An explainable artificial intelligence approach for predicting cardiovascular outcomes using electronic health records
Author(s) -
Sergiusz Wesołowski,
Gordon Lemmon,
Edgar Javier Hernández,
A. Michael Henrie,
Thomas A. Miller,
Derek Weyhrauch,
Michael D. Puchalski,
Bruce E. Bray,
Rashmee U. Shah,
Vikrant Deshmukh,
Rebecca K. Delaney,
H. Joseph Yost,
Karen Eilbeck,
Martin Tristani-Firouzi,
Mark Yandell
Publication year - 2022
Publication title -
plos digital health
Language(s) - English
Resource type - Journals
ISSN - 2767-3170
DOI - 10.1371/journal.pdig.0000004
Subject(s) - comorbidity , health records , diagnosis code , scalability , data science , medical diagnosis , computer science , electronic health record , medicine , artificial intelligence , psychiatry , health care , database , pathology , population , environmental health , economics , economic growth
Understanding the conditionally-dependent clinical variables that drive cardiovascular health outcomes is a major challenge for precision medicine. Here, we deploy a recently developed massively scalable comorbidity discovery method called Poisson Binomial based Comorbidity discovery (PBC), to analyze Electronic Health Records (EHRs) from the University of Utah and Primary Children’s Hospital (over 1.6 million patients and 77 million visits) for comorbid diagnoses, procedures, and medications.
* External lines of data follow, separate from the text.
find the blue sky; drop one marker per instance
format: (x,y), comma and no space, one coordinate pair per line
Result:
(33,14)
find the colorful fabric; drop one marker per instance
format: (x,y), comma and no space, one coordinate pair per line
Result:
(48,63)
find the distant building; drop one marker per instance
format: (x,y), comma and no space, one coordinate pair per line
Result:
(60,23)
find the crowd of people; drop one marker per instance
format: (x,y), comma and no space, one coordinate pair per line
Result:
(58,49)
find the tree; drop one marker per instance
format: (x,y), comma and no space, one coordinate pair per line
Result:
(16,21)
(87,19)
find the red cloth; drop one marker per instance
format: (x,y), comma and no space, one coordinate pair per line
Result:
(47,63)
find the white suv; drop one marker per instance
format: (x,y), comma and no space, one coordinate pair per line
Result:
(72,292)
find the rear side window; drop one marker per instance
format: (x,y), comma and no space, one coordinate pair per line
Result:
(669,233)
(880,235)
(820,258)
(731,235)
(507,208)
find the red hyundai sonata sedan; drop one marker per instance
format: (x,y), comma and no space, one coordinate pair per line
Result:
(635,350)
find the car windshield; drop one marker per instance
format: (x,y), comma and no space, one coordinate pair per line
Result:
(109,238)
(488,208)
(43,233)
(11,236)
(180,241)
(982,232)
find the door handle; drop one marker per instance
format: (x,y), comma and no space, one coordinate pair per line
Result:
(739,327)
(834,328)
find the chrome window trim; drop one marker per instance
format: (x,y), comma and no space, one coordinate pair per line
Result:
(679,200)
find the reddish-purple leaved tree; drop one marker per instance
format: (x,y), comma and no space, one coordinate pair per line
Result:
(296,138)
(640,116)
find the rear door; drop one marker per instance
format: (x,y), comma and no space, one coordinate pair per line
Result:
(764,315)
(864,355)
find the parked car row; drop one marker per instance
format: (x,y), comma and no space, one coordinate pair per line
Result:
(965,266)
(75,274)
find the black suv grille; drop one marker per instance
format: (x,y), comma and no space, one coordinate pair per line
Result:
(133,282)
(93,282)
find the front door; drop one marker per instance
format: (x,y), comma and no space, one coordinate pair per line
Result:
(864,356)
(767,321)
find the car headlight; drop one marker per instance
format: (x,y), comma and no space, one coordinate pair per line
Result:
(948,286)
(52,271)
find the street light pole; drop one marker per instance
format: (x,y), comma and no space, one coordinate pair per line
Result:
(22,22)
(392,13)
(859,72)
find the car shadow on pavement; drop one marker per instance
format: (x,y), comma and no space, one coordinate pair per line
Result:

Using explainable Artificial Intelligence (AI) methodologies, we then tease apart the intertwined, conditionally-dependent impacts of comorbid conditions and demography upon cardiovascular health, focusing on the key areas of heart transplant, sinoatrial node dysfunction and various forms of congenital heart disease. The resulting multimorbidity networks make possible wide-ranging explorations of the comorbid and demographic landscapes surrounding these cardiovascular outcomes, and can be distributed as web-based tools for further community-based outcomes research. The ability to transform enormous collections of EHRs into compact, portable tools devoid of Protected Health Information solves many of the legal, technological, and data-scientific challenges associated with large-scale EHR analyses.